Most of the buildings were moved to the new townsite known as New Gatun.
The railroad line also ran though the dam site and as soon as the
present line into Gatun was opened, this likewise was abandoned, and the
station building was razed. By the middle of 1909 the last vestiges of
the old village had disappeared before the encroaching work on the dam.
The antiquity of the place is uncertain,
because none of the its buildings were of masonry. In his narrative of
the pirate Morgan's march to Panama in August, 1670, Esquemeling says:
The first day they sailed only six leagues, and came to a place
called De Los Bracos. Here
a party of his men went ashore, only to sleep and stretch their limbs,
being almost crippled with lying to
much crowded in the boats. Having
rested awhile, they went abroad to seek victuals in the neighboring
plantations; but they could find none, the Spaniards being fled, and
carrying with them all they had.
The
location on the river corresponds to that of Gatun, for six Spanish
leagues equal about nine miles, and even if the situation of
De Los Bracos is not identical with
old Gatun the narrative indicates that the region thereabouts was
somewhat settled. It is known that the Spaniards had erected a fort on a
hill 120 feet above the river, overlooking the town, which was probably
one of the outposts they had established at various points along the
isthmian trade routes. Evidences of the old fort are found today, and
the site is shown on the original land-map made for the Panama Railroad
in 1855. At that time the
village had about one hundred buildings of all kinds.

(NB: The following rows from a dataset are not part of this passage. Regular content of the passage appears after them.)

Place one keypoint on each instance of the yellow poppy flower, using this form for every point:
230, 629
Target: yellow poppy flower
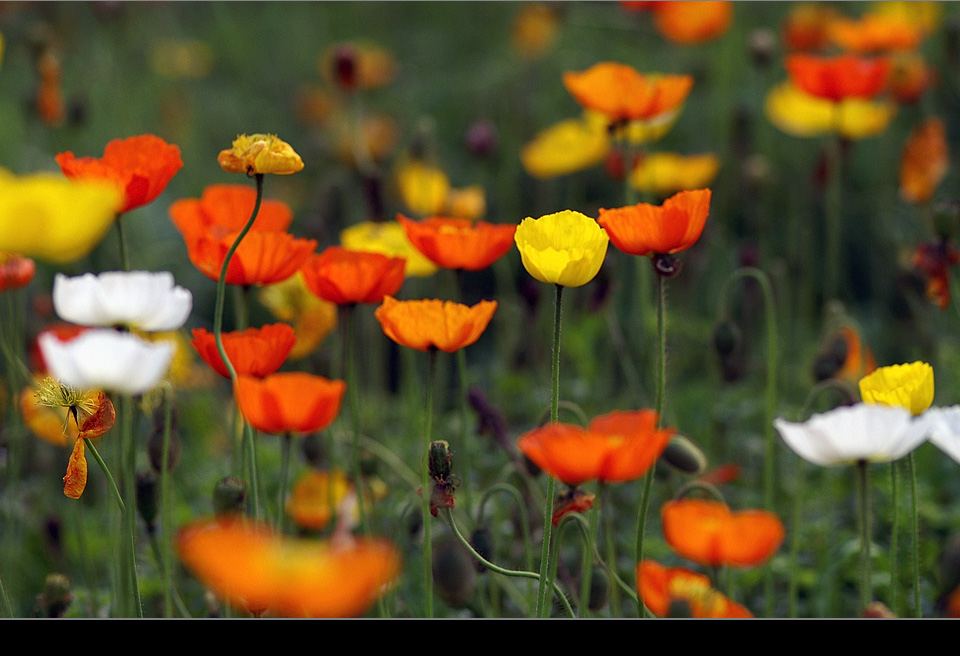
566, 147
260, 153
803, 115
906, 385
51, 218
566, 248
665, 174
387, 238
423, 188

Writing of it in 1861 Otis says it was a village composed of
forty or fifty huts of cane and palm. In the early days of the
California immigration it was the first stopping place in the canoe
journey up the Chagres where "bongo-loads of California travelers
used to stop for refreshments on their way up the river, and where eggs
sold four for a dollar, and the rent for a hammock was two dollars a
night.
In
1881 the French chose Gatun as the site for one o the canal residencies,
erected machine shops there, and built a number of quarters for
laborers, calling the new section, "Cite de Lesseps. This
continued as a center of the work of excavation until 1888, when all
operations ceased, not to be resumed here until 1904.
When
the Americans arrived in 1904, Gatun was the center of a comparatively
large river trade. Bananas and other produce from the Gatun, Trinidad,
and Chagres Rivers, were brought there for transshipment by rail, and
for sale. Once a week,
a shipment of from seven to nine carloads of. bananas was made, and on
the shipping day, as many as a hundred canoes would up at Gatun.